タイ・ハネムーン珍道記
~バンコク郊外編(2日目)~
その3・飛行機の墓場
野生のミズオオトカゲが多数生息しているルンピニ公園を後にした取材子夫婦は、バンコク中心部から郊外へと車を走らせた。
目指すは荒地に飛行機の機体の輪切りが雑然と捨てられた「飛行機の墓場」と呼ばれる場所である。
飛行機の墓場は観光地化されていない為、現地の方や詳しいガイドを雇って訪れることをお勧めする。
その場所自体はネットで検索をすれば特定することが出来るのだがガイドを雇う理由は他にある。
なんと飛行機の墓場がある荒地には現地の人が無許可で住みついてしまっているのだ。
穏やかな人達なら問題は無いのだが割と粗目の口調の人達のようなので身を守る上でもガイドを雇う方が安心だろう。
また、外国人観光客に対しては他の観光地よりも割高な見学料を求めてくるのであまりにも高い金額を請求された場合にはタイ語が話せる者が居た方が交渉に応じ易いだろう。

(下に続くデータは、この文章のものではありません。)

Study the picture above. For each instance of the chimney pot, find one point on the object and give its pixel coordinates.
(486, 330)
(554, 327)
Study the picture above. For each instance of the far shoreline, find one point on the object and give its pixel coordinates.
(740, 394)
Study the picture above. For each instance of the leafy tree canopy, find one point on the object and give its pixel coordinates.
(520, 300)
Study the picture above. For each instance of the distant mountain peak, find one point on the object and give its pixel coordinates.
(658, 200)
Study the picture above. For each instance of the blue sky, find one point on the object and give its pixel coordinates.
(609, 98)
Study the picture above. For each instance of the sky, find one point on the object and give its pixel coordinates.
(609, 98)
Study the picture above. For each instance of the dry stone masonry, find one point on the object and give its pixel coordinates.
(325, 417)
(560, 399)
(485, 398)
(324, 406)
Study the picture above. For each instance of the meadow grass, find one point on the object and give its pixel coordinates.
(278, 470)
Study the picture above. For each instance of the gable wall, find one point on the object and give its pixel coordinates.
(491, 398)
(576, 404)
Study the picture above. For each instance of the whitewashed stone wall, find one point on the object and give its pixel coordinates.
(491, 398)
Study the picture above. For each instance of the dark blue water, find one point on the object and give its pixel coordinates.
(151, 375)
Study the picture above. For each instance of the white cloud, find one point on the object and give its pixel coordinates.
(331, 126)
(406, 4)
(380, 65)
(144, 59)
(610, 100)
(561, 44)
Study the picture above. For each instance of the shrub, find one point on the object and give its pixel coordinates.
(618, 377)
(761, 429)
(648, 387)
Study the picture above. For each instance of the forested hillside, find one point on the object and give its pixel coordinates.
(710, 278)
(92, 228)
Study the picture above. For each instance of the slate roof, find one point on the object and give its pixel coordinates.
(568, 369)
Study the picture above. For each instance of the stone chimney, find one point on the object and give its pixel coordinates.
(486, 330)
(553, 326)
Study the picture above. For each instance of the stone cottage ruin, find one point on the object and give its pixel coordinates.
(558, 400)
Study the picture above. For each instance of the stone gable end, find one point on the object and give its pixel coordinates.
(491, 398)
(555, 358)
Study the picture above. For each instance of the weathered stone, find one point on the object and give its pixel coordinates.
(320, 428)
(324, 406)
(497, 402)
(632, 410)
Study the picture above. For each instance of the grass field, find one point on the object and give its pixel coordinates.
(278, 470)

取材子は割高でも見学させてもらえるのであれば気にせず払ってしまうのだが・・・。
それから撮影時にも注意しなければならないことがある。
飛行機の残骸の外観や内観を撮影する分には全く問題は無いのだが、決して住人にレンズを向けてはならない。
彼らは自らの住居(これまた飛行機の機体)や生活している様子を撮られることを必要以上に警戒しているのである。
どうしても撮影したい場合にはバレないようにこっそりと・・・。
さて、飛行機の墓場だが見学料さえ払ってしまえば基本的に何をやっても自由である。
機体に登ろうが、中に入ろうが自由である。
もちろん撮影もフリー。
取材子は全ての機体をカメラに収めたのだが、なかでも印象深かったのは一番大きな機体の操縦席部分である。
普段立ち入ることが出来ない分、細かいところまでじっくりと観察してしまった。
また、同じくらい印象に残っているのは緊急時に使用する酸素マスクが吊り下げられた状態で機内に残っているという奇妙な光景である。
ここに捨てられた機体のほとんどが墜落した機体だったこともあり、これを見た瞬間に鳥肌が立ったことを今でも鮮明に覚えている。
取材子はなんだかんだ1時間近く飛行機の墓場に滞在していた。
とにかく外も中も蒸し風呂のようなので水分補給だけは忘れないようにしよう。